Als Myrina, der kleine Liebling der Schamanin, zu ihr kam, um zu melden, dass das Mannstier wach sei, hockte Otrere auf dem Boden ihrer Hütte und zerhackte mit einem scharfen Messer einige der in der Morgendämmerung gesammelten Pflanzen auf einem Holzbrett. Auf einem kleinen Herd in der Ecke köchelte ein Sud in einem kupfernen kleinen Kessel. Otrere richtete sich auf, nimmt ihren Kräuterhack und schiebt mit dem Messer die zerkleinerten Pflanzenteile in den heißen Sud. Die grüne Flüssigkeit schäumte auf, aber ohne den Rand des Kessels zu erreichen. Die Schamanin hatte bereits in der Nacht den Kräutersud angesetzt, nachdem ihr berichtet worden war, dass Eloa und Arina mit einigen weiteren Frauen frisches Mannesfleisch in das Tal gebracht haben. Sie würden diesen Trank mit Sicherheit in den nächsten Wochen brauchen, so sagt es ihre Erfahrung. Das Rezept hat sie von ihrer Mutter, die es wiederum bereits von deren Mutter kannte. Das Geheimnis wird streng gehütet, aber seit Generationen von Schamanin zu Schamanin weitergegeben.

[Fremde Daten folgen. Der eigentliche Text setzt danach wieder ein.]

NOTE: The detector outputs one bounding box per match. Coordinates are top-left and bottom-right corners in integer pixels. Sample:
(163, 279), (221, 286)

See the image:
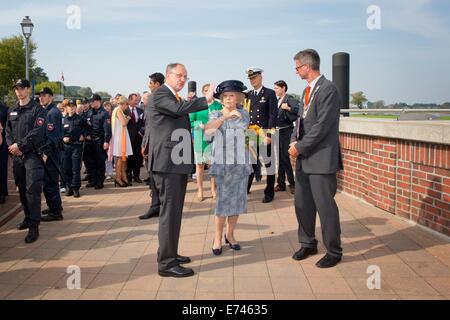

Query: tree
(31, 67), (49, 84)
(34, 81), (61, 94)
(0, 35), (37, 96)
(95, 91), (111, 100)
(77, 87), (92, 97)
(367, 100), (384, 109)
(351, 91), (367, 109)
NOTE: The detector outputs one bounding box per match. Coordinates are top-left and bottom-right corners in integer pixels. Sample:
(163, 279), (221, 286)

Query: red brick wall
(338, 133), (450, 236)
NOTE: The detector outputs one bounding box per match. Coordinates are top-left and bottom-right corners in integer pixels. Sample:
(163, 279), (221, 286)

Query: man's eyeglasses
(171, 72), (189, 80)
(295, 63), (307, 71)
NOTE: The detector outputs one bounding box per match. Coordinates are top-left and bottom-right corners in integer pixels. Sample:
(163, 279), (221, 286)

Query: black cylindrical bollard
(188, 81), (197, 93)
(333, 52), (350, 117)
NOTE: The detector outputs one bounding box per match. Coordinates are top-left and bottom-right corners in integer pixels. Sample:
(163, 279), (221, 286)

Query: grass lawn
(350, 114), (398, 119)
(350, 114), (450, 120)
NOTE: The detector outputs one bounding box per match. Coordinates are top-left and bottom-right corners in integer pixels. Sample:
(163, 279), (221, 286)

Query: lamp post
(20, 16), (34, 80)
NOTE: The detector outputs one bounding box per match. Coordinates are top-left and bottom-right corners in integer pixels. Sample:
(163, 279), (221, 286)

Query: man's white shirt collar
(309, 75), (322, 94)
(164, 83), (177, 97)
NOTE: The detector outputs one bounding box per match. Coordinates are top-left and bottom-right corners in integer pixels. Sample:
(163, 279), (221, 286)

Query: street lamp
(20, 16), (34, 80)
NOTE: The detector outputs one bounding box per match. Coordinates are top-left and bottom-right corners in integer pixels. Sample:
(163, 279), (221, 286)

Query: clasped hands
(288, 142), (300, 159)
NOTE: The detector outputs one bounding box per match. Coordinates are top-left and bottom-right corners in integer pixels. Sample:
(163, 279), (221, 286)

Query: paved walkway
(0, 178), (450, 299)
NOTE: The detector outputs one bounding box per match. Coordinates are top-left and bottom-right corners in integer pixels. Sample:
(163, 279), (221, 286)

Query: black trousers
(82, 141), (95, 178)
(13, 154), (44, 227)
(63, 144), (82, 190)
(247, 144), (275, 198)
(0, 140), (8, 196)
(127, 141), (144, 181)
(295, 169), (342, 257)
(152, 172), (188, 271)
(148, 171), (161, 211)
(43, 150), (62, 214)
(89, 140), (108, 185)
(277, 128), (295, 188)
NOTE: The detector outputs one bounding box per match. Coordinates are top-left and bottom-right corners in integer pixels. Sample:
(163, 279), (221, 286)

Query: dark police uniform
(86, 107), (111, 189)
(6, 100), (46, 229)
(81, 108), (94, 181)
(63, 113), (92, 191)
(0, 102), (8, 203)
(247, 74), (278, 202)
(43, 103), (63, 220)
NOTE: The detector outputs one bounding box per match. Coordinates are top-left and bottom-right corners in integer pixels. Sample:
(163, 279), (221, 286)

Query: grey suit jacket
(147, 85), (208, 174)
(291, 76), (343, 174)
(141, 100), (153, 150)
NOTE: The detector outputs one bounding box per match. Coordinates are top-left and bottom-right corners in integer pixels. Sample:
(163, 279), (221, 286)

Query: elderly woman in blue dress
(205, 80), (253, 255)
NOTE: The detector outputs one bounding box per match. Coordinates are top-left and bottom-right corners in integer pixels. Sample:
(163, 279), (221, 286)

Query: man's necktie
(303, 86), (311, 110)
(131, 108), (136, 123)
(296, 86), (311, 140)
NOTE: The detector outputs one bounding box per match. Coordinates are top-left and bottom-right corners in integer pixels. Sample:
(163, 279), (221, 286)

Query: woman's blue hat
(214, 80), (247, 99)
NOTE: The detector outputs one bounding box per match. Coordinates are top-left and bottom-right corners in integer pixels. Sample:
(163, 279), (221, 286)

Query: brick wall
(338, 133), (450, 236)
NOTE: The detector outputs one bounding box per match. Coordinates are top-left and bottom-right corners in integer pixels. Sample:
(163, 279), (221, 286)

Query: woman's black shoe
(213, 248), (222, 256)
(225, 236), (241, 251)
(212, 241), (222, 256)
(114, 180), (128, 188)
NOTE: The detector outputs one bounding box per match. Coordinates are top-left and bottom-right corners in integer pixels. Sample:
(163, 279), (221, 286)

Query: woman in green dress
(189, 84), (222, 201)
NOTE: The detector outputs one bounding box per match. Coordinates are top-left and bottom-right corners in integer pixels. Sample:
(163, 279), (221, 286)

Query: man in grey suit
(289, 49), (343, 268)
(139, 72), (165, 220)
(147, 63), (214, 278)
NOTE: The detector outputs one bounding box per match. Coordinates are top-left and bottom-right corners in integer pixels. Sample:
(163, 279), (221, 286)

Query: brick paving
(0, 178), (450, 300)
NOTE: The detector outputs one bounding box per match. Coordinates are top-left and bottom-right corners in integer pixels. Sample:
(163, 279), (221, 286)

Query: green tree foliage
(77, 87), (93, 97)
(34, 81), (61, 94)
(351, 91), (367, 109)
(0, 35), (37, 96)
(96, 91), (111, 101)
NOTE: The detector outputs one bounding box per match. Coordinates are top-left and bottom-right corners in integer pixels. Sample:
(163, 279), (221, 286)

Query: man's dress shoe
(158, 266), (194, 278)
(292, 248), (317, 260)
(316, 253), (342, 269)
(177, 255), (191, 264)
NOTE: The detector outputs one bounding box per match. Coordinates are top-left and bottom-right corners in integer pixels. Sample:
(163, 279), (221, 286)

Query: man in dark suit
(0, 101), (8, 204)
(125, 93), (144, 183)
(274, 80), (299, 194)
(247, 68), (278, 203)
(148, 63), (214, 278)
(139, 72), (165, 220)
(289, 49), (343, 268)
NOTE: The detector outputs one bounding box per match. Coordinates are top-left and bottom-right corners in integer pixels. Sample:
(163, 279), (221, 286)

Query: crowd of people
(0, 49), (342, 277)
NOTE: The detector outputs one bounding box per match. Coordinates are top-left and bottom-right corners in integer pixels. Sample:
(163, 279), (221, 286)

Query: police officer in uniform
(38, 87), (63, 221)
(63, 100), (90, 198)
(6, 79), (46, 243)
(86, 94), (111, 190)
(0, 101), (8, 204)
(81, 98), (94, 181)
(247, 68), (278, 203)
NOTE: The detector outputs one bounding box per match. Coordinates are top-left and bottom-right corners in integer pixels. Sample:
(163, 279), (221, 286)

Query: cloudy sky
(0, 0), (450, 103)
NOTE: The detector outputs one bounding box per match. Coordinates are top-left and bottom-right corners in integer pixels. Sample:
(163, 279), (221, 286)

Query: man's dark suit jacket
(291, 76), (343, 174)
(147, 85), (208, 174)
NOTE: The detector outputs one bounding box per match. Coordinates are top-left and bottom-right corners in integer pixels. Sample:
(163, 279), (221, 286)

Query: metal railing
(341, 109), (450, 114)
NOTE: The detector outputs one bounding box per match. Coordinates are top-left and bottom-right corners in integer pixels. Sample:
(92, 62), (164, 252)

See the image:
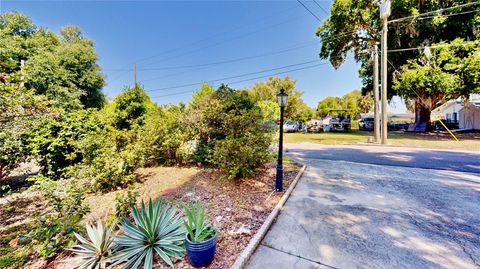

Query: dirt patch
(16, 164), (301, 269)
(165, 162), (300, 269)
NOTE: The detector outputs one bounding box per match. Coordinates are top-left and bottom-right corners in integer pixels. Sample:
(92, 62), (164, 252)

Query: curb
(230, 164), (307, 269)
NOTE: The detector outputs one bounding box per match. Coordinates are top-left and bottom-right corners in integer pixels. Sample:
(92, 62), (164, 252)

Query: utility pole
(133, 64), (137, 87)
(373, 43), (380, 143)
(380, 0), (391, 145)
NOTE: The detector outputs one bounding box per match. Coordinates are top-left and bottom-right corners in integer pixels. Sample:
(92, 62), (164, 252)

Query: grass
(284, 131), (480, 151)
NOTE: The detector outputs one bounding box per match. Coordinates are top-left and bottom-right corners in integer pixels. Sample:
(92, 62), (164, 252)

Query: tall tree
(0, 13), (105, 110)
(248, 76), (308, 120)
(393, 39), (480, 124)
(317, 0), (480, 122)
(317, 96), (342, 118)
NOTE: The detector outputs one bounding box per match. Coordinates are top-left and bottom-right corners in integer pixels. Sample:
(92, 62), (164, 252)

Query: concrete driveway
(247, 145), (480, 269)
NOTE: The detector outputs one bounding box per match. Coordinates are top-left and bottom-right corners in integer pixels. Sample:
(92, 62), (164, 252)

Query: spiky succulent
(113, 200), (185, 269)
(70, 220), (114, 269)
(184, 203), (215, 242)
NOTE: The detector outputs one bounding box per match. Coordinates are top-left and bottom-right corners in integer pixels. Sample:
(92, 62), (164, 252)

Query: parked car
(358, 118), (374, 131)
(307, 120), (323, 133)
(283, 121), (300, 133)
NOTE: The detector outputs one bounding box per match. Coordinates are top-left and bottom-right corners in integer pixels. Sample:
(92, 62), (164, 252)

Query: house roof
(459, 101), (480, 112)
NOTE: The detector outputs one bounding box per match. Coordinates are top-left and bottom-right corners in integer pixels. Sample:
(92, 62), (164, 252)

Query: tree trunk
(415, 101), (432, 131)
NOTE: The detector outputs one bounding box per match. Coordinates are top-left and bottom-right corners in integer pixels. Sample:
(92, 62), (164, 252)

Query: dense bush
(0, 72), (49, 180)
(28, 109), (103, 179)
(137, 105), (193, 165)
(192, 85), (272, 179)
(26, 176), (89, 258)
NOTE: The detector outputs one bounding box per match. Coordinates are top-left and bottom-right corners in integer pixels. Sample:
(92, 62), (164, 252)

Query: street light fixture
(275, 89), (288, 192)
(380, 0), (392, 145)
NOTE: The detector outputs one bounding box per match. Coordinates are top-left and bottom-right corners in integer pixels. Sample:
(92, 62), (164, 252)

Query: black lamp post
(275, 89), (288, 192)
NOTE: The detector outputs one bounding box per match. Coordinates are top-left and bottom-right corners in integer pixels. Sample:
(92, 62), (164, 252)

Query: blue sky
(0, 0), (404, 112)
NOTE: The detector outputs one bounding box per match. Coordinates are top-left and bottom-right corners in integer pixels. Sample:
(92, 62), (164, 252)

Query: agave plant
(70, 220), (114, 269)
(184, 203), (215, 243)
(113, 200), (185, 269)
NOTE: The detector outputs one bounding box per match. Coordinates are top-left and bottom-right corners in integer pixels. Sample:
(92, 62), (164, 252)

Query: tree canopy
(248, 77), (313, 121)
(0, 12), (105, 110)
(317, 0), (480, 97)
(317, 90), (373, 118)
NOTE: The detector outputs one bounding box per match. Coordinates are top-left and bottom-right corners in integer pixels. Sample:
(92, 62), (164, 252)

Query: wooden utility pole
(373, 44), (380, 143)
(133, 64), (137, 87)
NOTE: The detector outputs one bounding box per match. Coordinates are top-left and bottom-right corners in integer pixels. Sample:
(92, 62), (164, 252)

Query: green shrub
(67, 129), (143, 191)
(210, 136), (272, 179)
(136, 105), (193, 165)
(26, 176), (89, 258)
(113, 200), (185, 269)
(70, 220), (115, 269)
(184, 203), (215, 242)
(110, 190), (140, 220)
(29, 109), (104, 179)
(190, 85), (273, 176)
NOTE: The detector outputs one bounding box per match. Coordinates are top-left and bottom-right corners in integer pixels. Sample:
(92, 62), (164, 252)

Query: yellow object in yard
(438, 119), (460, 142)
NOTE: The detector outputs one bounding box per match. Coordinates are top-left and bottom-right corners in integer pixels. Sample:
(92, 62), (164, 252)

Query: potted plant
(185, 203), (218, 267)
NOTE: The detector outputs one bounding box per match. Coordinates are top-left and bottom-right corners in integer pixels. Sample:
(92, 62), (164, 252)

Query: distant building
(431, 99), (464, 123)
(431, 94), (480, 130)
(459, 101), (480, 130)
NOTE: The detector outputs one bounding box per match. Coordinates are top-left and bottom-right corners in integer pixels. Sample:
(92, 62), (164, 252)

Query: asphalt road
(285, 141), (480, 173)
(246, 144), (480, 269)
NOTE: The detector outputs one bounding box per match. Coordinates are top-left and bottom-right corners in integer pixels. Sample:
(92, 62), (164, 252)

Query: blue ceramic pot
(185, 231), (218, 267)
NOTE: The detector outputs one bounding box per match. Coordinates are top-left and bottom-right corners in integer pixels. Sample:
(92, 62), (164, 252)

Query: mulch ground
(0, 164), (301, 269)
(167, 162), (300, 269)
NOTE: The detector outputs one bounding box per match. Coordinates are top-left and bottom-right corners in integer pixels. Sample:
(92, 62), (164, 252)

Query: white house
(431, 94), (480, 123)
(431, 99), (463, 122)
(459, 102), (480, 130)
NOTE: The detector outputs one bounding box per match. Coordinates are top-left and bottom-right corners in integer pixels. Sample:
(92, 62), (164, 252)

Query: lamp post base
(275, 164), (283, 192)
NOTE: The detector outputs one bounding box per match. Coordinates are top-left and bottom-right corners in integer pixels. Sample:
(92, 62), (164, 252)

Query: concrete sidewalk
(246, 159), (480, 269)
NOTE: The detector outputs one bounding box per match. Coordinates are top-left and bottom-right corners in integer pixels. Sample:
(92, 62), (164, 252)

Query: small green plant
(107, 187), (139, 225)
(115, 190), (139, 219)
(70, 220), (114, 269)
(25, 176), (89, 258)
(112, 200), (185, 269)
(184, 203), (215, 242)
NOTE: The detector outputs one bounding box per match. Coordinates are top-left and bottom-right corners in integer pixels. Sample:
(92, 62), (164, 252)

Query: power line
(147, 60), (318, 92)
(139, 13), (300, 68)
(313, 0), (330, 16)
(387, 42), (473, 52)
(107, 4), (302, 78)
(104, 41), (316, 71)
(418, 9), (478, 20)
(151, 62), (328, 99)
(388, 2), (480, 23)
(297, 0), (322, 22)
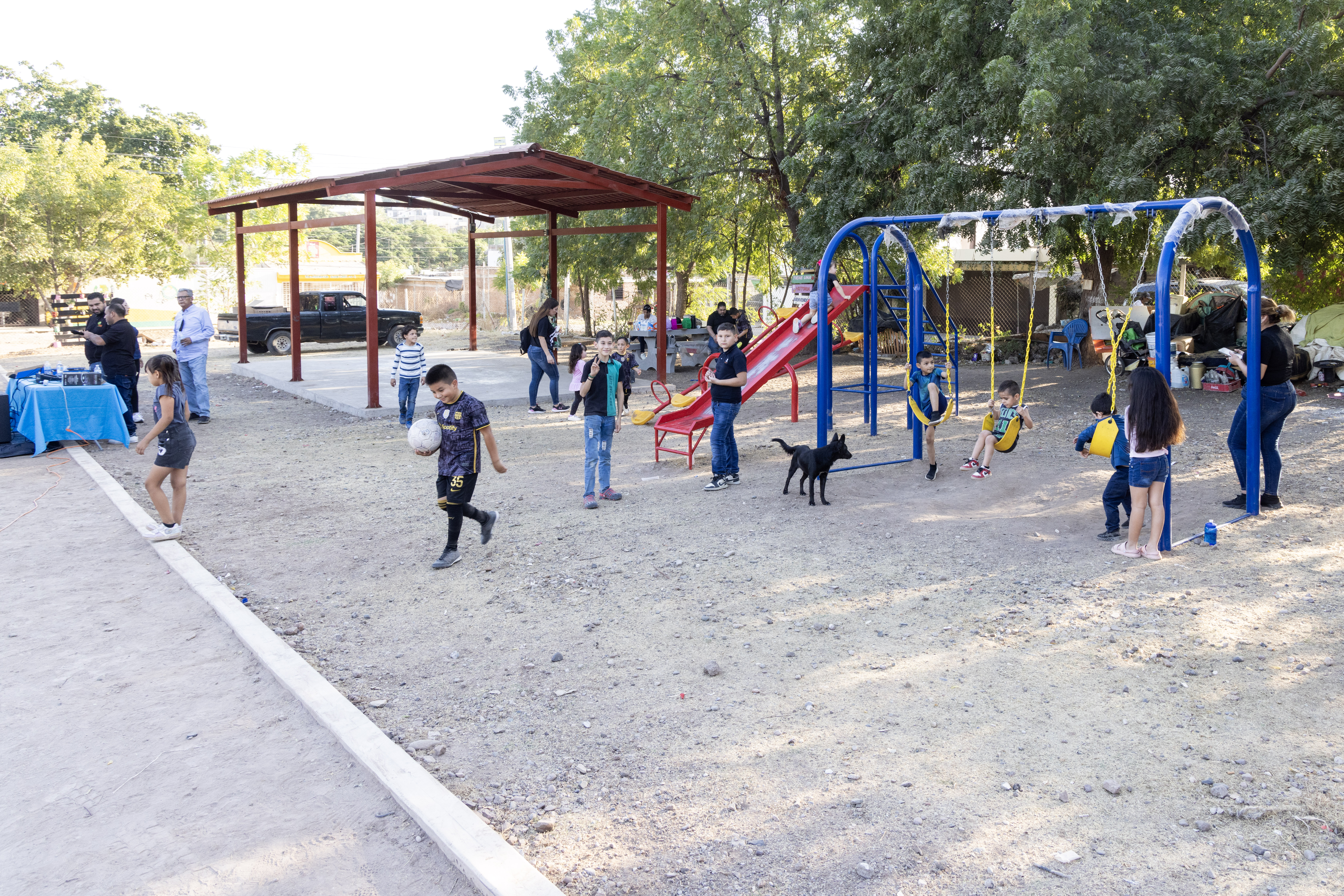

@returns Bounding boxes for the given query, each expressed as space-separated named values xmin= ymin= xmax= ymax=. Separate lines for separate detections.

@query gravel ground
xmin=5 ymin=331 xmax=1344 ymax=896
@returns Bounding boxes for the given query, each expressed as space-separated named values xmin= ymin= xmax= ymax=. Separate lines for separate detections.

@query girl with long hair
xmin=136 ymin=355 xmax=196 ymax=541
xmin=568 ymin=343 xmax=586 ymax=421
xmin=1112 ymin=367 xmax=1185 ymax=560
xmin=527 ymin=298 xmax=568 ymax=414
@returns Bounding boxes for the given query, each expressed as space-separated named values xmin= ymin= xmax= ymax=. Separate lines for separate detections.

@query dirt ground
xmin=5 ymin=331 xmax=1344 ymax=896
xmin=0 ymin=451 xmax=473 ymax=896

Eloa hatte das Mannstier in der Pfahlhütte auf der Lichtung untergebracht. Dort konnte man es gut unter Kontrolle halten. Eigentlich erwartete Otrere, dass dieses Mannsstück länger schlief von der Wirkung des betäubenden Elixiers, das sie Eloa und Arina mitgegeben hatte. In Gedanken versunken, stand Otrere am Herd und rührte in dem Kupferkessel, um ein Verkochen und Einbrennen zu verhindern. Wann war es eigentlich das letzte Mal, dass sie diesen Geilsaft gemischt und gekocht hatte?
Sie überlegte: Die kleine niedliche Tarami stammt aus dieser Brunft. Sie erlebt jetzt gerade den dritten Sommer, seitdem war kein Mannesfleisch mehr im Tal gewesen. Es wurde also Zeit. Darauf hatte Otrere sehr deutlich im Ältestenrat hingewiesen – und Oroka hat ihre beiden Töchter wohl scharf gemacht, etwas zu unternehmen. Kurz nach Mitternacht war sie geweckt worden und hatte sich sogleich an die Arbeit gemacht.